米国女子に蔓延する「お姫様」シンドローム まるでAKB48?ディズニーのプリンセス商法が大当たり
女の子たちが、こういったやや古風な意味の「女の子らしさ」を求め、自らを「かわいく」着飾り、お転婆なことはせず、ひたすらルックスやファッションに情熱を注ぐ風潮を「ガーリーガール文化」という。直訳すれば「女の子女の子している」である。彼女らが尊敬し、目指すのは「お姫様」だ。
彼女たちの母親の中には、フェミニスト運動の影響が色濃く残る時代に育った女性たちがかなりいる。ピンク色を軽蔑し、女の子らしく振る舞うよう強要されることに反発し、運動でも勉強でも男の子と対等にやり合い、勝つことが重要だった。やがて大人になり、キャリアウーマンになってバリバリ働き、やっと仕事が一段落した40歳前後で高齢出産して母親になっている。
この母親たちが、フリフリのドレスとティアラで着飾って夕飯を食べている娘たちを見ながら、説明のできない居心地悪さと、ガーリーガールの風潮が娘たちの精神的な成長に影響するのではないかという強い不安に苛まれている。かといって「それはいけないことだ」と叱るはっきりした理由も見つからない。

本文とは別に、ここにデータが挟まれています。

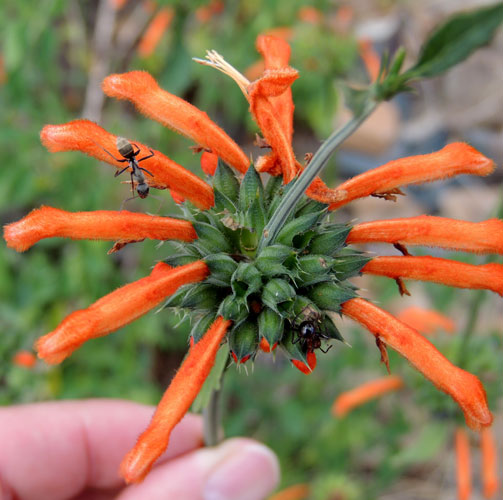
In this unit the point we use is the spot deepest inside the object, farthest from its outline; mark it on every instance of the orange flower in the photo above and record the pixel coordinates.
(425, 321)
(489, 463)
(90, 138)
(349, 400)
(463, 463)
(117, 309)
(48, 222)
(155, 30)
(454, 159)
(144, 92)
(175, 403)
(463, 387)
(477, 237)
(448, 272)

母親の「価値観」と、娘の「好み」の間に生じているズレ。そしてそれはディズニーなどの周到な戦略に基づいている、というお話です。こうした流れが実際米国社会にどの程度広がっているのか、とか、筆者の描くような「図式」でうまく説明できるのか、というツッコミ、検証はあってしかるべきでしょうね。
それにしても、娘のプリンセス症候群に母親が戸惑う、というところにはいろいろ興味を惹かれるものがあります。父親と息子の間には、こうした形での「葛藤」はあまりなさそうなこと。今のところ日本にはこうした流れは来てなさそうなこと。そして何より、母親たちの世代が生きていく中で育んできた価値観が、商業主義によって脅かされているということ。
そもそも今の働く母親たち自身、専業主婦だった母親に飽き足らないものを感じて、自分の人生を切り開いてきた、という自覚があることでしょう。それを娘に暗黙のうちに否定されることになるとしたら、皮肉というか何というか。それを思うと、日本でも雇用機会均等法以後の世代では、こうした母子の価値観の葛藤、みたいなことが起こっても不思議ではないかもしれません。
ぜひ10年後、20年後に「その後どうなったか」を聞いてみたいですね。